Wanlass: First off, the government cannot make backroom deals for water-hungry data centers. People should be encouraged to conserve. Perhaps new reservoirs need to be constructed to store more water for our growing population.

Should the state continue to pursue nuclear energy, yes or no? What can be done to address Utah’s growing energy needs?

Tran: Yes. Utah needs an all-of-the-above energy strategy focused on abundance. That means moving forward on small modular nuclear reactors for clean, reliable baseload power. It means cutting permitting delays on natural gas and expanding transmission infrastructure. It means developing Utah’s own energy resources instead of depending on federal policy that changes with every administration. I support private-sector innovation in renewables where they make economic sense. I oppose federal green mandates that drive up costs for families and businesses. Utah should be producing more energy, not less.

Wanlass: Yes. Nuclear is the best option, but does require a lot of water. Coal and natural gas generation should also be encouraged and used.

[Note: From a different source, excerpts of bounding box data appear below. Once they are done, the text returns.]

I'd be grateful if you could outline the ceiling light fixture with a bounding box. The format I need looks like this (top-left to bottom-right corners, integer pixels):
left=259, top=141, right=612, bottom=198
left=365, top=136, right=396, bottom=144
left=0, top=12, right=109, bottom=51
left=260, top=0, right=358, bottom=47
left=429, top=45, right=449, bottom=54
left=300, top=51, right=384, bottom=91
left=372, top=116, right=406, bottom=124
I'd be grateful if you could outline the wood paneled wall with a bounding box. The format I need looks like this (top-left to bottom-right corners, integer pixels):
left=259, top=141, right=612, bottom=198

In 2018, voters narrowly passed the Better Boundaries initiative, creating an independent redistricting commission and prohibiting partisan gerrymandering. The Legislature’s attempts to significantly weaken the Better Boundaries initiative spawned years of litigation, culminating in a court adopting new congressional boundaries. Who should be responsible for drawing Utah’s political boundaries? Why?

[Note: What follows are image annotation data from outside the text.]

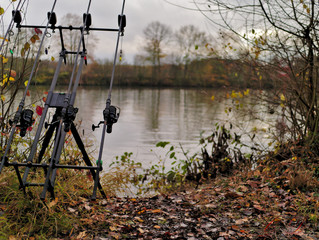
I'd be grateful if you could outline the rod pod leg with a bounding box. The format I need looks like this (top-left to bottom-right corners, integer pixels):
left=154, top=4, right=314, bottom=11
left=71, top=122, right=106, bottom=200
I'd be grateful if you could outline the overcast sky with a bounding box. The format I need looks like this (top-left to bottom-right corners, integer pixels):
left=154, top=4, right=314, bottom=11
left=0, top=0, right=212, bottom=61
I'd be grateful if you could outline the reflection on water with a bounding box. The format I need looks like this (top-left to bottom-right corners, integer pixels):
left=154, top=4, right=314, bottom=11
left=9, top=87, right=275, bottom=168
left=75, top=87, right=276, bottom=167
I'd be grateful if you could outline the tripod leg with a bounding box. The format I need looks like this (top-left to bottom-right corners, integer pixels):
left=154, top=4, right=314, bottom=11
left=40, top=121, right=65, bottom=200
left=71, top=122, right=106, bottom=198
left=37, top=117, right=58, bottom=163
left=13, top=164, right=26, bottom=194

Tran: The Utah Constitution gives this responsibility to the Legislature, and I think that is the right answer. Elected officials are accountable to voters in a way that appointed commissions are not. If legislators draw bad maps, voters can remove them. That accountability matters. What I do insist on is transparency in the process. Criteria should be public. Hearings should be real. Maps should reflect communities, not political convenience. Representative government works when the people drawing the lines have to answer to the people living inside them.

Wanlass: The Utah Constitution gives that authority to the Legislature and they should be the entity to do it.

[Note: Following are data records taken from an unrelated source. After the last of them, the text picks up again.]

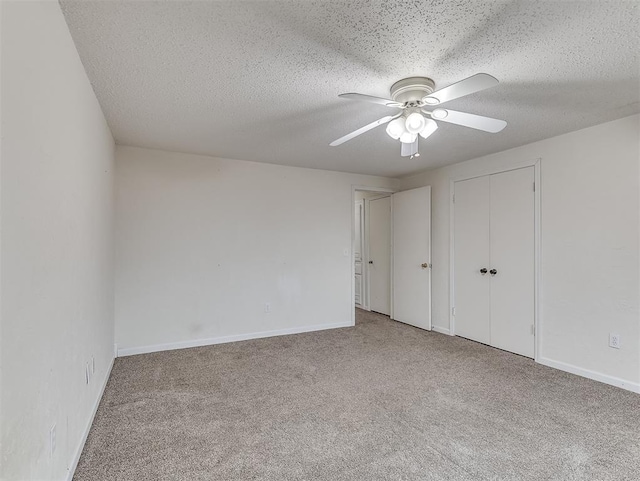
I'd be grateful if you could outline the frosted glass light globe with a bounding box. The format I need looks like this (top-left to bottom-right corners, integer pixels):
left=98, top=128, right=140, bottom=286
left=400, top=132, right=418, bottom=144
left=420, top=119, right=438, bottom=139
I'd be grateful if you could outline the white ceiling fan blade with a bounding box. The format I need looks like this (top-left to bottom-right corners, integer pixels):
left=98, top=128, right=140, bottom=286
left=431, top=109, right=507, bottom=134
left=422, top=73, right=499, bottom=105
left=329, top=114, right=401, bottom=147
left=400, top=137, right=418, bottom=157
left=338, top=93, right=403, bottom=108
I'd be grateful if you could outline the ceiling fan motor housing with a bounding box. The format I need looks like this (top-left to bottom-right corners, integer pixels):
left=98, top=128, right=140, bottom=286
left=391, top=77, right=436, bottom=107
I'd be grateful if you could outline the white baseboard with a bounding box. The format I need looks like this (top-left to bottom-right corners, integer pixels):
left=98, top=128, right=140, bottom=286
left=431, top=326, right=451, bottom=336
left=537, top=357, right=640, bottom=393
left=118, top=322, right=352, bottom=357
left=67, top=358, right=115, bottom=481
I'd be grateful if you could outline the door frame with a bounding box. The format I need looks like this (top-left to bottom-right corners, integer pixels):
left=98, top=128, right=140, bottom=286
left=448, top=158, right=542, bottom=362
left=349, top=184, right=398, bottom=326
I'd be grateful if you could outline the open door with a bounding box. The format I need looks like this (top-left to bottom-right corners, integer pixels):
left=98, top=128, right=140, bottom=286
left=392, top=186, right=431, bottom=330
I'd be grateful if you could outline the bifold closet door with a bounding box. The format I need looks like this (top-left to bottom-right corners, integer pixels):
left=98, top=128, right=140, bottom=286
left=453, top=176, right=491, bottom=344
left=487, top=167, right=535, bottom=357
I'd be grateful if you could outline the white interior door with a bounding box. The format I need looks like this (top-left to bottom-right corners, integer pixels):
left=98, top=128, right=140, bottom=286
left=490, top=167, right=535, bottom=357
left=368, top=197, right=391, bottom=316
left=453, top=176, right=491, bottom=344
left=392, top=186, right=431, bottom=330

Is there an imbalance of power between the Legislature and the courts? If so, what should be done about it?

Tran: Yes, and it is a real concern. Judges interpret law. Legislators make it. When courts start making policy decisions that belong to elected representatives, that shifts power away from the people. I support clear legislative action to define the boundaries of judicial authority where the constitution allows it. I also support stronger legislative oversight tools so that the elected branch can push back when courts overstep. This is not about any single ruling. It is about maintaining the structure of representative government that Utah was built on.

Wanlass: I don’t know that there is an imbalance, per se. It is a system of checks and balances. Judges should be reviewed and scored based on their adherence to the constitution, and that data should be easily readable and accessible to the public.

What do you believe is the most pressing issue before voters this year? What can be done to address it?

Tran: Affordability. But not just prices. It’s the weight of government on people trying to get ahead. Regulations that strangle small businesses before they get started. Red tape kills the entrepreneurial spirit that built this country. Families living paycheck to paycheck, not because they are not working hard enough, but because government keeps taking more and making everything cost more. I will fight to cut the regulatory burden on small businesses, eliminate wasteful spending and push for real tax relief, including cutting the Social Security tax so seniors can keep more of what they earned.

Wanlass: The most pressing issue I see is corruption or perceived corruption all through the Utah government — from the governor to the Legislature to the courts. The second is the Great Salt Lake and the need to save it.